When I’m getting the shot, the footage I have to get or the movie won’t matter, I always hold my breath. It started out of fear of jostling the camera, then became somatic. I hold my breath when Arthur waves to the crowd chanting his name, their voices blending with the British national anthem, growing louder, that final “God save the King” reverberating my ribs. Then I keep holding it through the rest; a quieter Star-Spangled Banner for Ignition as the winning team, a distant cousin of the British royal family appearing to give Arthur a tire-shaped trophy, then a trophy to Cameron of all people, then the other two drivers in second and third place. I hold it even when, out of nowhere, Georges Bizet’s Carmen overture begins, and the three drivers grab the champagne bottles at their feet, pop them, and spray each other with the frothy white bubbles that perfume the humid breeze.

It’s a silly celebration. It’s exciting. Despite my angle working against me, this footage is gold. I imagine someone like me, lonely and jaded, watching this years from now and feeling what it’s like to stand in this very crowd, where nothing matters more than cheering on the champagne-covered winners. When I find Arthur afterward, talking to a journalist, an Ignition baseball cap is pulled over his damp hair, one or two wayward golden waves sticking out from it. Our eyes meet for a second between sentences, and I catch that smell again. Arthur’s cologne. Sweet, floral, fizzy.

It isn’t car fumes, never been toxic. Even before now, Arthur’s smelled like champagne.

He narrows his eyes at me. Mouths hello . Then looks back to the reporter.

Breathlessly, I move my camera up to my eye and look at him through my viewfinder. Not him in a car or him on a podium. Just Arthur.

The first few times you film someone are intimate. I bite my lip as I pull him into focus, the outline of his body sharpening. Broad shoulders, muscular neck, argumentative face, winning smile. This is when I get to know his shape, how he fills the world. And without whispering a word out loud, I’m saying that Arthur matters. He’s in focus. So much work goes into freezing moments in time; chemicals are used in darkrooms to develop film, and digital cameras require energy, time, effort. Most people go their entire lives without anyone else wanting to record that they existed.

Myself included.

The reporter asks another question, just outside my camera’s view. “But how did you feel out there today? What was it like to be back on the track?”

Arthur’s eyes stray to me again, then dart away. “It felt brilliant. I was very excited to have this chance to race for Ignition. But today’s only one day.
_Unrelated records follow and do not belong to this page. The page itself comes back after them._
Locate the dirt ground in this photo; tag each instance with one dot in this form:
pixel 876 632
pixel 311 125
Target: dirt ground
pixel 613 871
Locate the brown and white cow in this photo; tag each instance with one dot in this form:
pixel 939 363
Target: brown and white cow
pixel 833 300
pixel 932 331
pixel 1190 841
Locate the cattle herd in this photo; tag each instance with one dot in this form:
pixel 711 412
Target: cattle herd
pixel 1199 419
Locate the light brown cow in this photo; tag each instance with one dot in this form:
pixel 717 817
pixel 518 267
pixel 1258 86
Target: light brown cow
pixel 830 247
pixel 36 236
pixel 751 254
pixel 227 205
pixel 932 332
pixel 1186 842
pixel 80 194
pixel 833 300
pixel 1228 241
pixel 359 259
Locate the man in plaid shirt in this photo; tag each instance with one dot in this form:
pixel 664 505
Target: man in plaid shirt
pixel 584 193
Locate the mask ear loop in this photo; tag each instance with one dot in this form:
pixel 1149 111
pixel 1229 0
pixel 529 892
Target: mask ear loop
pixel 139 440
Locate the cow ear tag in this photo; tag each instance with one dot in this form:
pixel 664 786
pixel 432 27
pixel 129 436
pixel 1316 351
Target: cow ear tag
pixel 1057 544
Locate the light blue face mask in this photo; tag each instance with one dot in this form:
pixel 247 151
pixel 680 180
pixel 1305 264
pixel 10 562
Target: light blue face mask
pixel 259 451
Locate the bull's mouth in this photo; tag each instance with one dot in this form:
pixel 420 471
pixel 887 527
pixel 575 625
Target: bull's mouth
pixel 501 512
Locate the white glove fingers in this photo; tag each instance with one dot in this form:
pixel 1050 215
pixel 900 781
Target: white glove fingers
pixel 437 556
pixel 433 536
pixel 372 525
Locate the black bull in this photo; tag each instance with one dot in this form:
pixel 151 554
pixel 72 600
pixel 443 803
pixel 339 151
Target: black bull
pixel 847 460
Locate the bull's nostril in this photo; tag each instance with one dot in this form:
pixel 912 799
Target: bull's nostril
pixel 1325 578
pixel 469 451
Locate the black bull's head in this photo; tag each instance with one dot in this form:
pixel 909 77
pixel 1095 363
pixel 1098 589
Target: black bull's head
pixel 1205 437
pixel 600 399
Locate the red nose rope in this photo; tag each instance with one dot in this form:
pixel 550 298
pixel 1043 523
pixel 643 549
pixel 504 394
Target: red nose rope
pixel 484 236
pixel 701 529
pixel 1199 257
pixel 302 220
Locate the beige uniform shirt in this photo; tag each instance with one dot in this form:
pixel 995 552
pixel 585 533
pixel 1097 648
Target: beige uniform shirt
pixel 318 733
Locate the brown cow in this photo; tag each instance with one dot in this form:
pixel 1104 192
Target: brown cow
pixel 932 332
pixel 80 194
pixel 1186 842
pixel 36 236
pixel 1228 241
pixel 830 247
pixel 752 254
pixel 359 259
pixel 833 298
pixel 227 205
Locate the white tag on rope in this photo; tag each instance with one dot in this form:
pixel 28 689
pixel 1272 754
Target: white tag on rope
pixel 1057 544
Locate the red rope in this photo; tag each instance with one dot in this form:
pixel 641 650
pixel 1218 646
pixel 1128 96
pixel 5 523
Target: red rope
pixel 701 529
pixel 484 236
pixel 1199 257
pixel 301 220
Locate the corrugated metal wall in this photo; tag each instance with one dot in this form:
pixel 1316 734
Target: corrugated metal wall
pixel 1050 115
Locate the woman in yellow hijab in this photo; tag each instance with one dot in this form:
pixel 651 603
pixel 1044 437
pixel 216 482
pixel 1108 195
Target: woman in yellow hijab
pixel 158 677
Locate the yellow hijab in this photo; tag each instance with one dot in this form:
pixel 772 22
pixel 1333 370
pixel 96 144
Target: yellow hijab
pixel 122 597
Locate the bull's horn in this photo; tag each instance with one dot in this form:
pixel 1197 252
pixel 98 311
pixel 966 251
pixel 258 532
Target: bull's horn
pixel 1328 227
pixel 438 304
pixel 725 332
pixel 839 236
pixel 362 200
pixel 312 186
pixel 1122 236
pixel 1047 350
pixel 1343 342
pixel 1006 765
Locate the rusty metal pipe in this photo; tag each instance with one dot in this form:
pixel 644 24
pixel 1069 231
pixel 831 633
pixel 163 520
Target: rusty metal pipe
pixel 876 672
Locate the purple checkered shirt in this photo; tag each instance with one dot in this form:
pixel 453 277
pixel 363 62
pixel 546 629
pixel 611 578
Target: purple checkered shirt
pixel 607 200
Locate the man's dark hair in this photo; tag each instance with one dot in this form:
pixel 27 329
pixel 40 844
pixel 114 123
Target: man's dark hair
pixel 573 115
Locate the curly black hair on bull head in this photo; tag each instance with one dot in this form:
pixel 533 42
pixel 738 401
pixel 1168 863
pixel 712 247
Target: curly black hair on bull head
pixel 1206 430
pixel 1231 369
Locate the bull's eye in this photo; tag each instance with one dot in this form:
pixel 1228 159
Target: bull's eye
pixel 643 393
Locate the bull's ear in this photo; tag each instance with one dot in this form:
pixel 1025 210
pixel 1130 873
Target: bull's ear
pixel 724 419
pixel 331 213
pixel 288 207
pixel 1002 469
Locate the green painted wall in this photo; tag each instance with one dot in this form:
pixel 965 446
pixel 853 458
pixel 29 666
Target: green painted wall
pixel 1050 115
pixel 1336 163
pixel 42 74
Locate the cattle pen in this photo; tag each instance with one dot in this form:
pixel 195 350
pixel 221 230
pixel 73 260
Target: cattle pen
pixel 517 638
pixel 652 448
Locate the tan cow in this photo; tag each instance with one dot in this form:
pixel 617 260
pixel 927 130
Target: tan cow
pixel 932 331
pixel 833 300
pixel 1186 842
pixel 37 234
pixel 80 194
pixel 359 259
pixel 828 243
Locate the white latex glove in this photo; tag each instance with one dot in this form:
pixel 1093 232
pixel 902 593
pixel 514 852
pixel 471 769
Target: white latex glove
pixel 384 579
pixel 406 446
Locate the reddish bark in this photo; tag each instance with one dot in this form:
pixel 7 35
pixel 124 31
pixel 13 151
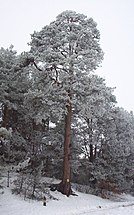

I’m looking forward to the rest of this season and next year.”

“Really?” The journalist sounds taken aback, which is funny. Someone else miffed by Arthur’s rebellious optimism. “This season won’t last forever. Don’t you find it difficult to remain hopeful about your chances?”

I hold my breath. I hold the shot. Arthur gives the reporter a funny look, as if something just occurred to him. “There’s still time,” he says, smiling.